Naturally, the Racial Discrimination Act doesn’t suit those politicians who seek the electoral support of bigots or racists. Government members claim 18C violates their right to free speech, but they themselves strive to suppress statements by others with which they disagree.

For example, immediately after bushfires last year, a government minister told a Greens MP he shouldn’t discuss climate change, even though it is associated with an increasing number of bushfires.

A few years ago a member of the audience in an ABC program said the government’s anti-terrorism policies were counterproductive and would actually persuade certain young men to become terrorists. It was good advice, but the government suggested that the audience member, who had criminal convictions, was a terrorist himself, and that the ABC should terminate the program.

On Australia Day we’re encouraged to join in national celebrations, but the government rejects calls for the event to include interpretation of it from the viewpoint of Indigenous Australians.

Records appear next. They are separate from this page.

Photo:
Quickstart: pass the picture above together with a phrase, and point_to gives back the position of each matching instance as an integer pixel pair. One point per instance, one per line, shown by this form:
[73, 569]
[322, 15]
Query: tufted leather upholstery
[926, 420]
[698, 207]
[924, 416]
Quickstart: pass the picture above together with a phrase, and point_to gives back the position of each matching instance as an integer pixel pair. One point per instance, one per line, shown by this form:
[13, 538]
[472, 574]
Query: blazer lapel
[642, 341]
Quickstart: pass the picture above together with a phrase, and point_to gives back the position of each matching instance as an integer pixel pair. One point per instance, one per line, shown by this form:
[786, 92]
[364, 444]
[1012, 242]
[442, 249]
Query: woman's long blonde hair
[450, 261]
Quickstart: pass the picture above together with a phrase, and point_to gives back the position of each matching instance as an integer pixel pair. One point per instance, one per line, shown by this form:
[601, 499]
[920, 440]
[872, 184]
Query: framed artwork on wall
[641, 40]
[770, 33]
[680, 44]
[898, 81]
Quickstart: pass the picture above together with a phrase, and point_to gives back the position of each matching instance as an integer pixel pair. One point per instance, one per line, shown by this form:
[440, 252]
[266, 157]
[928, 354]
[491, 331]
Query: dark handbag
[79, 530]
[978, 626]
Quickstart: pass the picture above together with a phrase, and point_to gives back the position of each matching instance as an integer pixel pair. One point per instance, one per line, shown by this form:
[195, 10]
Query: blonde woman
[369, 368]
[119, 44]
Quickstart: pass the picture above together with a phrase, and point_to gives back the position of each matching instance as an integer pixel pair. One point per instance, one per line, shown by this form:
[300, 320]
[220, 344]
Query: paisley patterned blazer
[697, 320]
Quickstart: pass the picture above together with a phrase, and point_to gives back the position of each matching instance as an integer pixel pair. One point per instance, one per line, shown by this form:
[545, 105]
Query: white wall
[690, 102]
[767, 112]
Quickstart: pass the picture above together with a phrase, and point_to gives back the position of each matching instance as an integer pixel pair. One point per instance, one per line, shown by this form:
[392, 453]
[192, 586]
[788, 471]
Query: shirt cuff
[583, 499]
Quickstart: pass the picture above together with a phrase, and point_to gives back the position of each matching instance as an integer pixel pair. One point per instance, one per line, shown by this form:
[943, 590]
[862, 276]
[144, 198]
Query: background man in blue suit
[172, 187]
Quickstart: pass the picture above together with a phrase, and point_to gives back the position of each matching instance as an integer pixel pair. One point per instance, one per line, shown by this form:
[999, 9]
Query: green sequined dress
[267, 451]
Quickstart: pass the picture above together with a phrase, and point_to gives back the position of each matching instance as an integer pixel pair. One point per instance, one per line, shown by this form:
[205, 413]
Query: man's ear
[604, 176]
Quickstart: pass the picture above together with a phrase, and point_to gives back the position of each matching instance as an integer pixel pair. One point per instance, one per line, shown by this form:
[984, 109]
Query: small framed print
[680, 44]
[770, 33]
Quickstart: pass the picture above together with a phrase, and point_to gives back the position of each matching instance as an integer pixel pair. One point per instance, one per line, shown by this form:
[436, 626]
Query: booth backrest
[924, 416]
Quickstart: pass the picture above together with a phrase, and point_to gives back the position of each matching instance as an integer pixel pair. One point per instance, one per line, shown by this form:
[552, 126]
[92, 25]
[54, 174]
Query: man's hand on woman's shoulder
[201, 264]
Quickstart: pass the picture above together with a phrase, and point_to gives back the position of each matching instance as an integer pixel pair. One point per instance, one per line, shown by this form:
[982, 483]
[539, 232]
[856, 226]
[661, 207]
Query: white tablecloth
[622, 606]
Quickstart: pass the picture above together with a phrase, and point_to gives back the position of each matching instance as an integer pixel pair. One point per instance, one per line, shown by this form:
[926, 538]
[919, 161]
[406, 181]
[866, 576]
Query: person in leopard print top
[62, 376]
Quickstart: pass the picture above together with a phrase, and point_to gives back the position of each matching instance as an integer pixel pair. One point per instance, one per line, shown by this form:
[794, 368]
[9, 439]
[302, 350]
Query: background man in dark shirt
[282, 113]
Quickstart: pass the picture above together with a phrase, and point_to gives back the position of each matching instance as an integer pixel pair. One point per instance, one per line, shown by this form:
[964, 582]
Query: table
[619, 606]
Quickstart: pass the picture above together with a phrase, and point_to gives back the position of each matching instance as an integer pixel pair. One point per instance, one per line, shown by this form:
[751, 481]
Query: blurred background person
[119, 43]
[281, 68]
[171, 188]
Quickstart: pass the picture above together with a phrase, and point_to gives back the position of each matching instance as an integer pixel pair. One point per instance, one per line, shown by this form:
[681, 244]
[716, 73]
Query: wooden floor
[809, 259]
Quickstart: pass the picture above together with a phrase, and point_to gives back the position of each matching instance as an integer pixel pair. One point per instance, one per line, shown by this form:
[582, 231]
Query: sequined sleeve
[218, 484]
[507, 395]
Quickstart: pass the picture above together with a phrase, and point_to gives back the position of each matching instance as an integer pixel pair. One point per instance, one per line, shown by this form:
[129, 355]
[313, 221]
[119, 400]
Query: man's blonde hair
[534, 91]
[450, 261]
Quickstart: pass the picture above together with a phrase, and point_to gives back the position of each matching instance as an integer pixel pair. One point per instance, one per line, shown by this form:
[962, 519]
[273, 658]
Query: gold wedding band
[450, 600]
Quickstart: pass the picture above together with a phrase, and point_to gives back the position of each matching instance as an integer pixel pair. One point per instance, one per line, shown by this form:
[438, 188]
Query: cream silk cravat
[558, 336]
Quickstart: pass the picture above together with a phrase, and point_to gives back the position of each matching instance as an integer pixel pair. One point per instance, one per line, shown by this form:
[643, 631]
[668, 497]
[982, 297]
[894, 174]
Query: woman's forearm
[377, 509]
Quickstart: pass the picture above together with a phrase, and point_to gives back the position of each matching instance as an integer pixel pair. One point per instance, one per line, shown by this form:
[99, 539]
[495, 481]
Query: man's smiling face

After Anzac Day ABC commentator Yassmin Abdel-Magied placed a Facebook post that read: “Lest. We. Forget. Manus, Nauru, Syria, Palestine ...)”.

Bolt and the Murdoch press immediately accused her of an outrageous violation of a sacred institution. Abdel-Magied later removed the words from social media, and publicly apologised.

But the anti-Muslim media hysteria had done its work. Afterwards she was publicly harassed, and received a flood of abusive messages, stating she was an “Islamic piece of s***” and a supporter of genital mutilation, that she should be stripped, beaten, sodomised, publicly whipped, stoned in the street, or deported to Yemen, or that she should commit suicide by jumping off a bridge.

So much for freedom of speech!

The real “problem” with Abdel-Magied’s statement is that her implied criticism was spot on. On Anzac Day, rather than simply paying tribute to fallen soldiers, we should discuss ideals of compassion or equality, for example, regarding our treatment of the victims of war, including asylum seekers, and we should certainly question our involvement in wars, past, present and future.

And that includes WW1, the subject of widespread uncritical public reverence. Former ambassador to Japan, John Menadue, recently commented: “The most important and just war in which we have fought was WW2, in defence of our own people and land. But WW2 is rated by the Australian War Memorial and so many others as of much less significance. WW1 is the Holy Grail.”

Conservative politicians claim Australia “came of age” in WW1. However, Menadue points out that the nation was by no means united in support of our participation in that war.

Many subjects are taboo for current advocates of free speech. That includes the question of who profits from the wars in which we participate, one of the most important of all public issues. In the struggle for free speech, the issues the government is most reluctant to discuss are the very ones that are most important for the nation to consider.